According to the Ukrainian interior minister, 29 victims have been identified, and the other bodies have been taken to facilities in Kharkiv.
When the missile impacted the village store, it caused damage unprecedented since an earlier strike on a railway station in Kramatorsk in early 2022, which claimed the lives of more than 60 people.
According to Dmytro Chubenko, a spokesperson for the Kharkiv Regional Prosecutor’s Office, the local cafe was conducting a wake for a dead Ukrainian soldier when the missile struck, killing numerous members of the deceased’s family.
The slain Ukrainian soldier had previously been interred in Dnipro, but his relatives had requested that he be reburied in his birthplace, according to Chubenko. “The wake was attended by the deceased’s son, who was also a soldier,” he added. The boy, his wife, and mother were in a cafe when they were murdered by a rocket.”
According to reports, the attack wiped off roughly one-fifth of the village’s population of 330 people.
According to Chubenko, a similar attack occurred in the nearby town of Pervomaiske, where people were also paying their respects to a deceased soldier. “His fellow soldiers were present then,” he noted. There were only civilians at the scene of the incident today.”

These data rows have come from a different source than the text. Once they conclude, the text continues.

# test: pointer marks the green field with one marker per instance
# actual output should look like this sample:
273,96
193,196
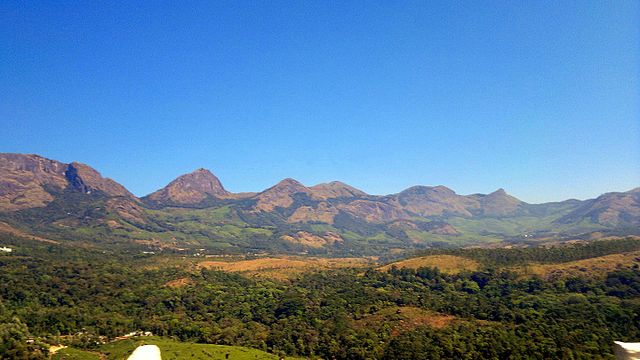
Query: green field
170,350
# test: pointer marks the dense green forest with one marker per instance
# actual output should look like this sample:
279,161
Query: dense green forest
51,293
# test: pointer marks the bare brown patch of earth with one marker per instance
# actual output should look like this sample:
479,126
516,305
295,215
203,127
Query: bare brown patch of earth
6,228
283,268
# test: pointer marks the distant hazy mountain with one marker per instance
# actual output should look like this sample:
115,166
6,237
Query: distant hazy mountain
73,201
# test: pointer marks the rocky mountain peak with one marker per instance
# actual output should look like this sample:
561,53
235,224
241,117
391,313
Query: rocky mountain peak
335,189
191,188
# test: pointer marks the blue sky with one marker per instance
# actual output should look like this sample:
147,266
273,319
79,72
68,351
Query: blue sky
541,98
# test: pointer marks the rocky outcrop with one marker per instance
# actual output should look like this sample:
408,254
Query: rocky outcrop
190,189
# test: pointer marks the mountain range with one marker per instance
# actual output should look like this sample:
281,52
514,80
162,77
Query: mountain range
74,202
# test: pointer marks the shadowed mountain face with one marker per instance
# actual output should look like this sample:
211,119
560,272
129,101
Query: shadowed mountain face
28,181
74,200
612,209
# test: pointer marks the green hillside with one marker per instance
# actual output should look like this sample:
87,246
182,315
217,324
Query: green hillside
170,349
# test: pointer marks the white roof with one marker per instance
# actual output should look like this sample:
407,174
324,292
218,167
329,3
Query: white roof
146,352
627,351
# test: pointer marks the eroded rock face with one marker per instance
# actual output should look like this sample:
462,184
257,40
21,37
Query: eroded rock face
190,189
126,209
86,179
374,211
334,190
311,240
612,209
30,181
433,201
280,195
323,212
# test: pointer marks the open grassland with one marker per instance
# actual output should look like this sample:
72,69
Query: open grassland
282,268
450,264
596,267
171,350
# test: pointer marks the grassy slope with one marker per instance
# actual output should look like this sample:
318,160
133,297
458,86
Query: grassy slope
446,263
170,350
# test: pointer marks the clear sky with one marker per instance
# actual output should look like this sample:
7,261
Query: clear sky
541,98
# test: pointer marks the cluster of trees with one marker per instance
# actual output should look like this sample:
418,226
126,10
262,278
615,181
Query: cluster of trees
51,291
541,254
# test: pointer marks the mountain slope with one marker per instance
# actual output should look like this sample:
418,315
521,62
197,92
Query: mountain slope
610,209
73,201
189,189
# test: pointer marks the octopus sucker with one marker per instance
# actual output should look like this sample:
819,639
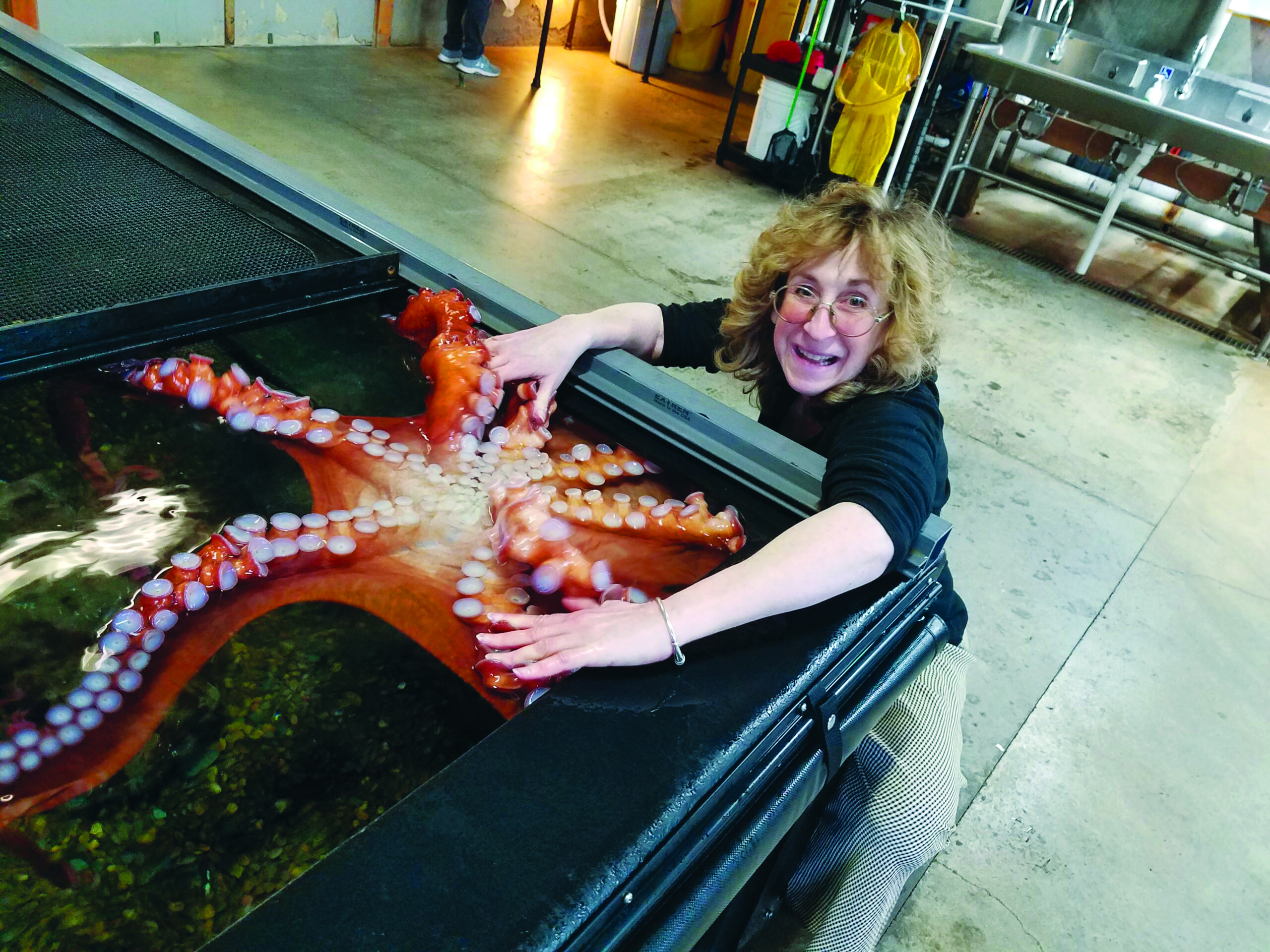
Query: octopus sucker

The missile used in the strike was an Iskander missile, noted for its relatively low range and delivering a warhead weighing between 500 and 700 kilos. Russian forces have repeatedly used these missiles against Ukraine, resulting in substantial civilian deaths.
Hroza is around 40 kilometers from the battle’s frontlines, near Kupiansk, a city in the Kharkiv region that Russian forces seized early in the fight but lost a year ago. Since then, the Ukrainian military has worked to thwart Moscow’s advances, recognizing the city’s strategic importance in stopping Russia from crossing the neighboring Oskil River.

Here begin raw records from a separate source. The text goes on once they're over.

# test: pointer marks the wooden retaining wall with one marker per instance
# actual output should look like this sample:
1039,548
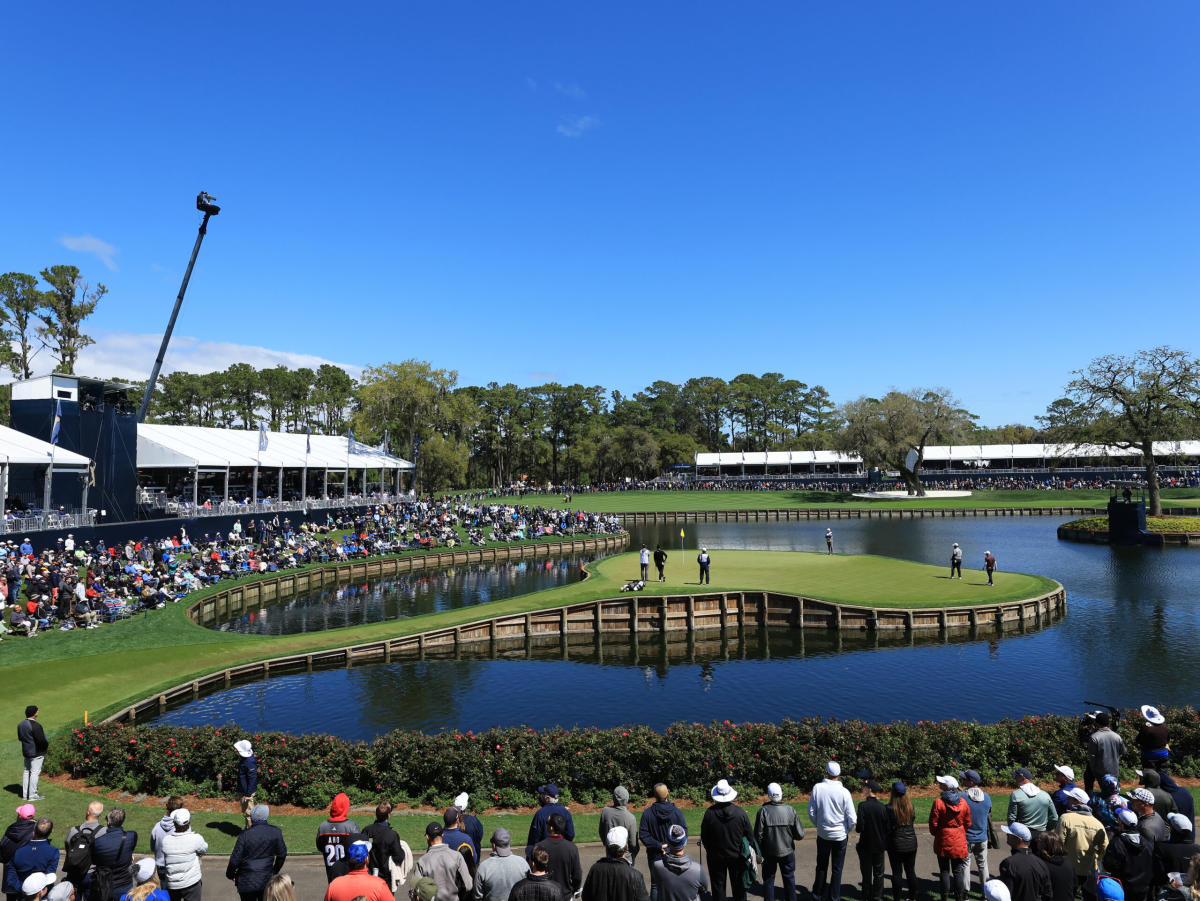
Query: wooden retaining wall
630,616
255,594
802,515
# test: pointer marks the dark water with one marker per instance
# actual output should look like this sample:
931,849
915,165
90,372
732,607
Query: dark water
408,595
1129,637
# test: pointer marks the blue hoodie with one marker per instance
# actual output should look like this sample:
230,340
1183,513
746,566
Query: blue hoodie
979,803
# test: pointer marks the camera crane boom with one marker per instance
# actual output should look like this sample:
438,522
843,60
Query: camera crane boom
207,204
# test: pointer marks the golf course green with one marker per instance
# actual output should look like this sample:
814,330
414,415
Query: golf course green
78,673
624,502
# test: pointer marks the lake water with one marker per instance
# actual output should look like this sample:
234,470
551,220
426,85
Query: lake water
1127,640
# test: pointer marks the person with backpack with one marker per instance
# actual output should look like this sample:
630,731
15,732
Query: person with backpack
385,847
112,854
77,852
948,822
257,856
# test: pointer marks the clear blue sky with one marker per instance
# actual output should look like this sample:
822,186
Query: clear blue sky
981,196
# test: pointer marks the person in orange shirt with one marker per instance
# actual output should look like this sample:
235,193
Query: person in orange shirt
358,882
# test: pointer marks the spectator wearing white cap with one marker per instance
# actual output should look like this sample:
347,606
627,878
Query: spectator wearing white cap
948,822
778,828
721,832
499,872
1175,856
1151,826
1031,805
1084,836
471,823
181,852
1065,776
1025,875
1131,858
247,776
618,814
832,811
979,804
612,878
1153,738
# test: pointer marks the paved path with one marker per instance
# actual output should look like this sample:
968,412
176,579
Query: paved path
309,871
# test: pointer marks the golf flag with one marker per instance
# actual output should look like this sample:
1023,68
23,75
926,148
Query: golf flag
58,422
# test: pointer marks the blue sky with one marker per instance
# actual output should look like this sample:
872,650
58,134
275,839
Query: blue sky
979,196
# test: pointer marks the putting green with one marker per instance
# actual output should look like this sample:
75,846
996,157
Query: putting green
861,580
69,673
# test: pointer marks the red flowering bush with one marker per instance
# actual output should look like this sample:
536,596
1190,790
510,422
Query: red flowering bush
503,767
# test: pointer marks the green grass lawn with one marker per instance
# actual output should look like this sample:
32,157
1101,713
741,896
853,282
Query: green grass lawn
97,671
623,502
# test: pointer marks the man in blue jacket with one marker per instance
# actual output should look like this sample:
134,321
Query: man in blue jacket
247,778
36,857
257,856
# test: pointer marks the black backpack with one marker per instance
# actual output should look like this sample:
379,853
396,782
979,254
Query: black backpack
78,852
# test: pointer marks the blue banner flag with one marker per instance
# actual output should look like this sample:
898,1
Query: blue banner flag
58,422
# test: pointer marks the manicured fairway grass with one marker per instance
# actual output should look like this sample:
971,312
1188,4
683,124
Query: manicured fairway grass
624,502
69,673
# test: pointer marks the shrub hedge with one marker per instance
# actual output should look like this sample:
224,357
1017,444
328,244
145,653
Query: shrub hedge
502,767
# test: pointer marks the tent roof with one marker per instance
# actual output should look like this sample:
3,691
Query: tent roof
185,446
19,448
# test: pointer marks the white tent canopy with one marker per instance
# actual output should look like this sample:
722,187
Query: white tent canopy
19,449
196,446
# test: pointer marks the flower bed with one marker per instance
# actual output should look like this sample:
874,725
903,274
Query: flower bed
502,767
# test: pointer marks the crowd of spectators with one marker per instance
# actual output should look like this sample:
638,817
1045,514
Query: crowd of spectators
82,584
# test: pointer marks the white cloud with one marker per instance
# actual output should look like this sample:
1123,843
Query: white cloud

Ukrainian Defense Minister Rustem Umerov has underlined the necessity for new defense systems to safeguard the country from such terrorist activities, particularly as concerns mount over Western partners’ declining military help. Political upheaval in the US Congress, as well as depleting NATO munitions inventories, pose possible dangers to the delivery of military aid to Ukraine.
Ukraine’s President Volodymyr Zelensky termed the attack “a demonstrably brutal Russian crime” and demanded a stop to Russian terror. He urged international cooperation in dealing with the aggression, saying, “Russia needs this and similar terrorist attacks for one reason only: to make its genocidal aggression the new normal for the entire world.”
Zelensky requested comfort from European leaders in order to maintain unity in the face of Russia’s invasion, and he stressed the importance of coordinated actions with international backing in order to prevent future casualties.
The UN humanitarian coordinator in Ukraine condemned the strike as a war crime, noting that it is a crime to target civilians or undertake excessive attacks. She said, “Our thoughts are also with the people of Ukraine, who had to witness today, once again, another barbaric consequence of Russia’s invasion.”